Šavorić was involved in the drafting of the law concerning the indebted Agrokor food and retail conglomerate and served for a while as an adviser to the former government-appointed emergency administrator of Agrokor.

Plenković said he had not invited the lawyer personally. The prime minister was asked whether he could confirm the claim by the leader of the opposition MOST party Božo Petrov that lawyer Boris Šavorić had come to the government as a person enjoying the prime minister’s confidence.

Petrov has told the Večernji List newspaper that Šavorić had been brought to the government by Prime Minister Andrej Plenković. “The key question is who is saying this. Božo Petrov is obviously speaking creatively,” Plenković told reporters.

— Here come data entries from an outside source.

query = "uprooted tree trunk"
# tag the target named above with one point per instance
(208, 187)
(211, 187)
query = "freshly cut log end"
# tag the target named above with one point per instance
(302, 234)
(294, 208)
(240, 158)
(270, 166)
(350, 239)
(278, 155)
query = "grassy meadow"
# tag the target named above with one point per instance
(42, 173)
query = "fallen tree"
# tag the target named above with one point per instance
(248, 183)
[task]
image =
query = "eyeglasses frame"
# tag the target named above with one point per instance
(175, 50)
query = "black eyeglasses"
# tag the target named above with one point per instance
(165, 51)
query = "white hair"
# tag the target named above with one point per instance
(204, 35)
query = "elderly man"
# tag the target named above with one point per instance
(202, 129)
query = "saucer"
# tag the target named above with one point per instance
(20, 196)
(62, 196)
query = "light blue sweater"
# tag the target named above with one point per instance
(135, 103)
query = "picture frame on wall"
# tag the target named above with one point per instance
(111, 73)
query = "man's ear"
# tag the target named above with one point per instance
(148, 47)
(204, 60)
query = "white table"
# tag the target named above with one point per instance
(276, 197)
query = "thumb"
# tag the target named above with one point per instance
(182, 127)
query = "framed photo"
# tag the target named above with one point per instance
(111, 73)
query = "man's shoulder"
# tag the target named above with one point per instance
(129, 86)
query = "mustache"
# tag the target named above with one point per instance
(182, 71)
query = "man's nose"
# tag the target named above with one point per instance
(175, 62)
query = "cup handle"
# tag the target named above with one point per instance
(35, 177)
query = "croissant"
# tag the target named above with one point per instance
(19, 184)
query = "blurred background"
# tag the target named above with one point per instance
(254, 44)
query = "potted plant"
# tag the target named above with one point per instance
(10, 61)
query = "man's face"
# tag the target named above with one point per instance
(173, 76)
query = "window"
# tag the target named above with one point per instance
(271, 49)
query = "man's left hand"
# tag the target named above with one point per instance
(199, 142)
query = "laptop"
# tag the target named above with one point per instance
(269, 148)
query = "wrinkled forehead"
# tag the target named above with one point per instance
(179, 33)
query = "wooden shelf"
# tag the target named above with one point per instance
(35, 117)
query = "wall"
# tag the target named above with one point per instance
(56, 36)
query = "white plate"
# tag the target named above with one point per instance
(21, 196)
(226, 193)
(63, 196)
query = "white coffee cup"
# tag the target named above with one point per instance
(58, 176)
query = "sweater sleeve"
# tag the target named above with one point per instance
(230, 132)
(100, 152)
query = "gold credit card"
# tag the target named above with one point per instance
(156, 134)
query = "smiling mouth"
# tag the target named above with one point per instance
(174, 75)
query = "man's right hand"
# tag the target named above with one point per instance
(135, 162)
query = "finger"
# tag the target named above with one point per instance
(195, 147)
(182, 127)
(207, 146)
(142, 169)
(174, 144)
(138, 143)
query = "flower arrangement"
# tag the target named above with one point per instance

Plenković recalled that it was a time of a looming crisis at Agrokor and that lawyers were engaged along with economic and financial experts. “The drafting of the law was not discussed. I think Mr Šavorić came in good faith to help in the process. I didn’t call him personally, he was called by the government,” Plenković said.

The HDZ’s main committee unanimously adopted a draft of the party’s new statue ahead of its convention on Saturday.

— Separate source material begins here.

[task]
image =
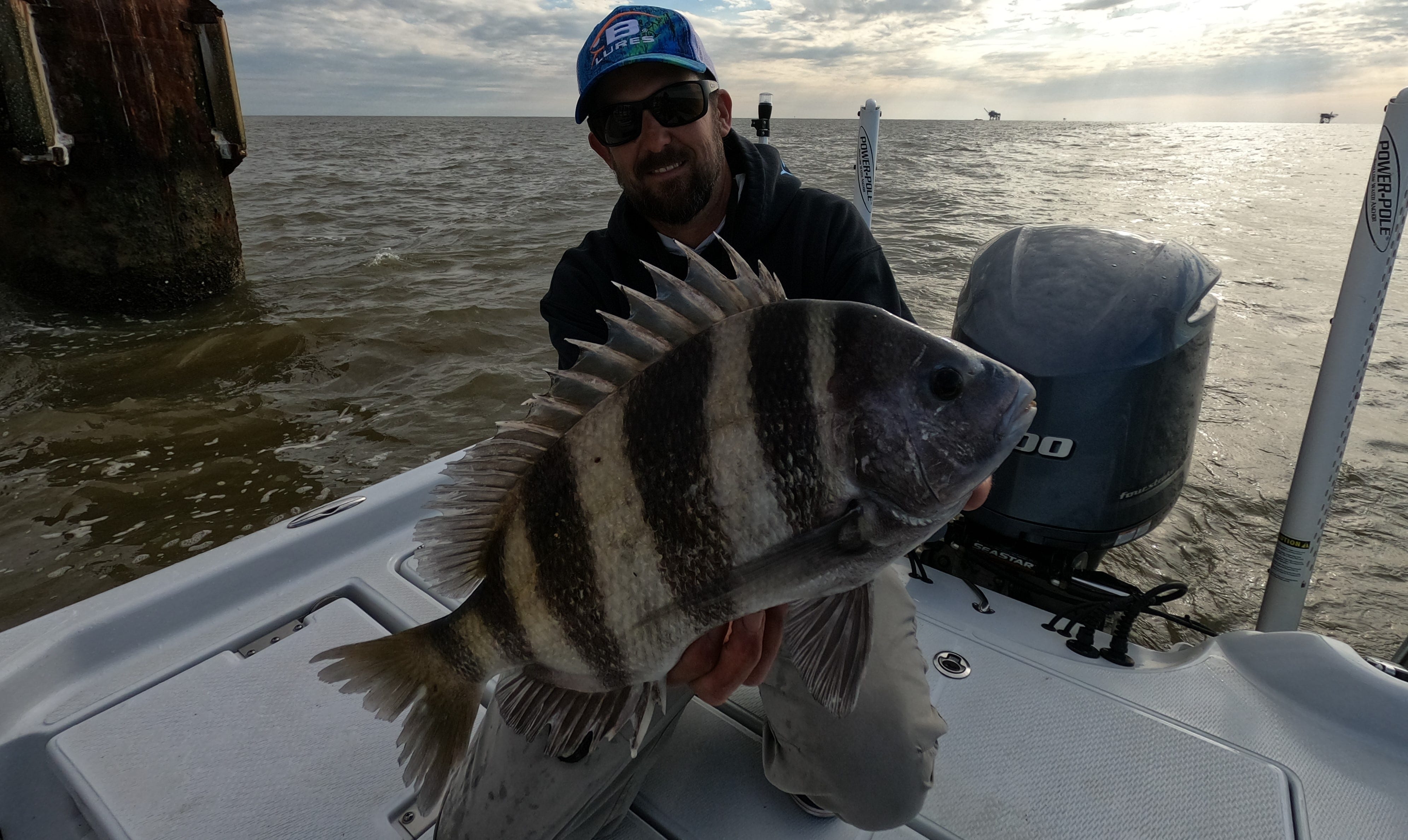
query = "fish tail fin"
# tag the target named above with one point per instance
(406, 673)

Plenković said that the convention would bring together about 2,000 delegates, adding that he did not expect any “dissonant tones” because the HDZ had behind it two years of victories and successes at parliamentary and local elections.

He commented on the move by two Social Democratic Party (SDP) lawmakers to report him to the Conflict of Interest Commission over the Agrokor affair. “It is their right and it is part of the political match we have been watching lately,” Plenković said, adding that now it was up to the Commission to decide whether or not it would take action.